Reputation: 41
I was trying to use the R markovchain package.
I have a question regarding the markovchainFit function and the sequence matrix.
By default the markovchainFit function is run with the sequence of states as the parameter. Then it is said in the documentation that this function changes that sequence into the sequence matrix, which can be retrieved using the createSequenceMatrix function.
My question is - can the markovchainFit be somehow run with the sequence matrix as the parameter (or at least with the vecotr of multiple data sequences)?
I'm asking because in my model I have multiple absorbing states. That means an example sequence may be short as it will end with the absorbing state. I have multiple sequences in my dataset and I'm able to create a sequence matrix based on them. Nevertheless I don't have one long sequence which can be used as the parameter for the markovchainFit (as each sequence is absorbed after couple of states).
Terminology in my question is based on the following documentation: CRAN Introduction to markovchain package
In the weather example in that article a simple scenario is introduced. There are 3 states (sunny,cloudy,rain) and the transition matrix is given as in input:
sunny cloudy rain
sunny 0.7 0.20 0.10
cloudy 0.3 0.40 0.30
rain 0.2 0.45 0.35
Based on that matrix a markov chain object is built:
R> weatherMatrix <- matrix(data = c(0.70, 0.2, 0.1,
+ 0.3, 0.4, 0.3,
+ 0.2, 0.45, 0.35), byrow = byRow, nrow = 3,
+ dimnames = list(weatherStates, weatherStates))

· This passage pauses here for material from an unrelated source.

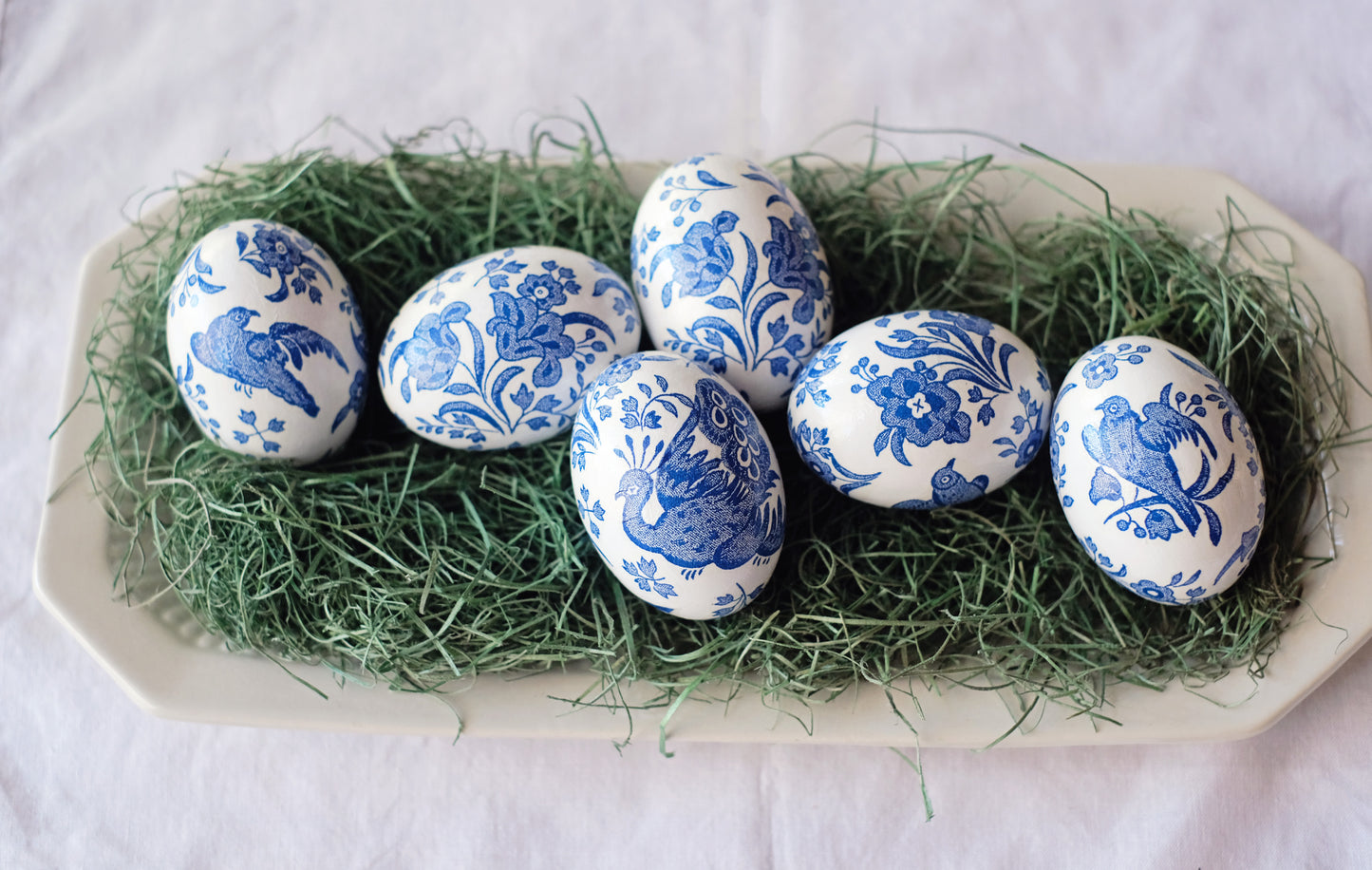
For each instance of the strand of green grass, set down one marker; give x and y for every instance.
(416, 564)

R> mcWeather <- new("markovchain", states = weatherStates, byrow = byRow,
+ transitionMatrix = weatherMatrix, name = "Weather")
Then a sequence of data is generated from the markov chain - in order to demonstrate how to fit the model back from that sample:
R> weathersOfDays <- rmarkovchain(n = 365, object = mcWeather, t0 = "sunny")

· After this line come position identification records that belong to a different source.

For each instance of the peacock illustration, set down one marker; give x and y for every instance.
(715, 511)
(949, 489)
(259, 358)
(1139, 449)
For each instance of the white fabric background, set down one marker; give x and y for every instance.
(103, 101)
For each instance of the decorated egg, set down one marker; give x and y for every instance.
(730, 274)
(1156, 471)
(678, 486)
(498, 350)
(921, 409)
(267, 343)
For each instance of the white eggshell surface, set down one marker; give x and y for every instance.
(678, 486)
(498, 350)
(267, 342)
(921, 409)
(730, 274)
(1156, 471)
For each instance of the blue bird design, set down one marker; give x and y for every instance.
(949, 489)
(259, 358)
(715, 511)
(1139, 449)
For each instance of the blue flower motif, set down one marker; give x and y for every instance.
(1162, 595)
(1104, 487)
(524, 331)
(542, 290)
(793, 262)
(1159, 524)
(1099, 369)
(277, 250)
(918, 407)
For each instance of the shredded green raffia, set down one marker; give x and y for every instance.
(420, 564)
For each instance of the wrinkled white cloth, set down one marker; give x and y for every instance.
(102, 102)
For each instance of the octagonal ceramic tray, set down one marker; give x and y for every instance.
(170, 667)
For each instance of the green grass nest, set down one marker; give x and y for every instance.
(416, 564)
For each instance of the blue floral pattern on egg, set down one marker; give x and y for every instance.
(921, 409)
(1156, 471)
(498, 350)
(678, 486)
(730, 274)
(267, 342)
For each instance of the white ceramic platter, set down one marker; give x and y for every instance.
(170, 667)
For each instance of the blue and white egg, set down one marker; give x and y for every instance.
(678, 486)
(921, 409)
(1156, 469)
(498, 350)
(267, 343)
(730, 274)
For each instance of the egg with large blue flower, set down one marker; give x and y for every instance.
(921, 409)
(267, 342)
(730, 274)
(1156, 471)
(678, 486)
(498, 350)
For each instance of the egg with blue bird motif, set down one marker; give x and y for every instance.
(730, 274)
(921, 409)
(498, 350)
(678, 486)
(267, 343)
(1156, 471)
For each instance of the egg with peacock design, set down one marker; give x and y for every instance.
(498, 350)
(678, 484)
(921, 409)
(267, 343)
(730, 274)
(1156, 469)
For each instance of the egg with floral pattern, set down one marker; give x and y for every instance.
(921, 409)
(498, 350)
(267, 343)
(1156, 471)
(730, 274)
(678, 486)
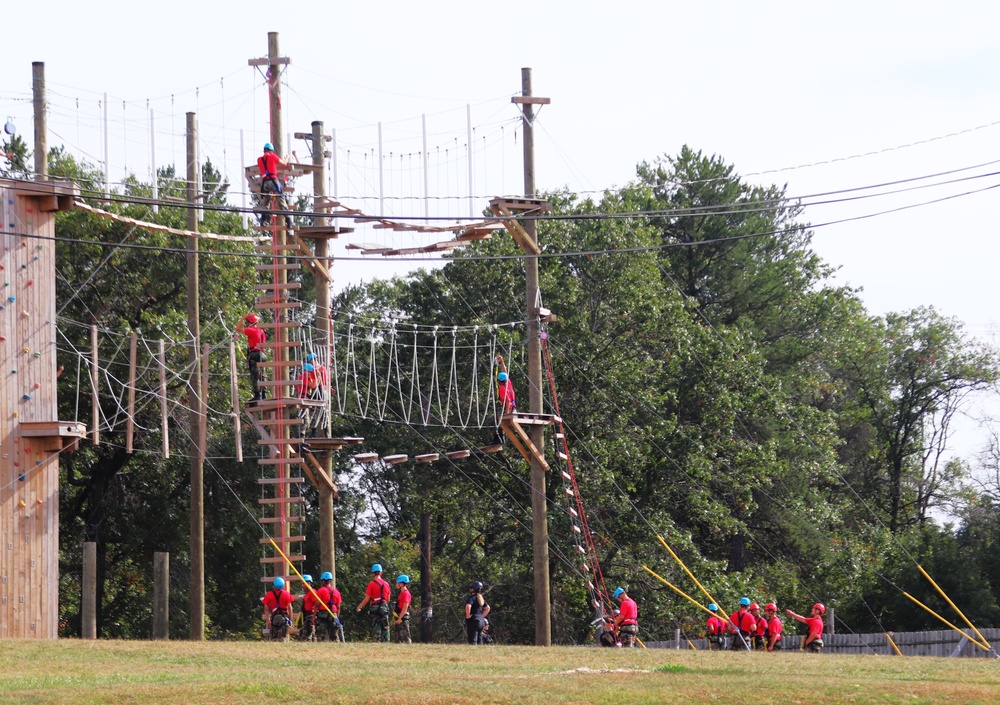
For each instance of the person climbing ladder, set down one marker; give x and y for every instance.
(255, 354)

Then a new Markov chain is fitted based on the data:
R> weatherFittedLAPLACE <- markovchainFit(data = weathersOfDays,
+ method = "laplace", laplacian = 0.01,
+ name = "Weather LAPLACE")
R> weatherFittedLAPLACE$estimate
The estimated results are given below, to show how the data is close to the original transition matrix:
cloudy rain sunny
cloudy 0.3944786 0.32110428 0.2844171
rain 0.4050361 0.37972922 0.2152347
sunny 0.1932057 0.07958871 0.7272056
It is said that the fitting is based on the 'sequence matrix', which can be retrieved as follows:
R> createSequenceMatrix(stringchar = weathersOfDays)
cloudy rain sunny
cloudy 43 35 31
rain 32 30 17
sunny 34 14 128
My problem is that I have the data in form of multiple sequences as there are many absorbing states and the chains are relatively short.
I would like to feed them and have the model fitted, however the package allows for a single sequence of the data being fed. Alternatively, I can construct the sequence matrix as shown above ad feed it to the model, but I don't see a function in the package, that could handle it.
Long story short - I have multiple short data sequences, based on which I want a markov chain model to be fitted.
Upvotes: 4
Views: 1936
Reputation: 2503
There is an example that answer your request, at least partially. The holson 'data.frame' is actually a matrix where rows are life trajectories and columns time sequences and by running
singleMc<-markovchainFit(data=holson[,2:12],name="holson")
a transition matrix is fit. This requires the sequence length to be even. In your example, i suppose you could have uneven length maybe if you stop recording the sequence when an absorbing state is reached. So you have to repeat the last state for that row until the max length of the life history is reached
Upvotes: 1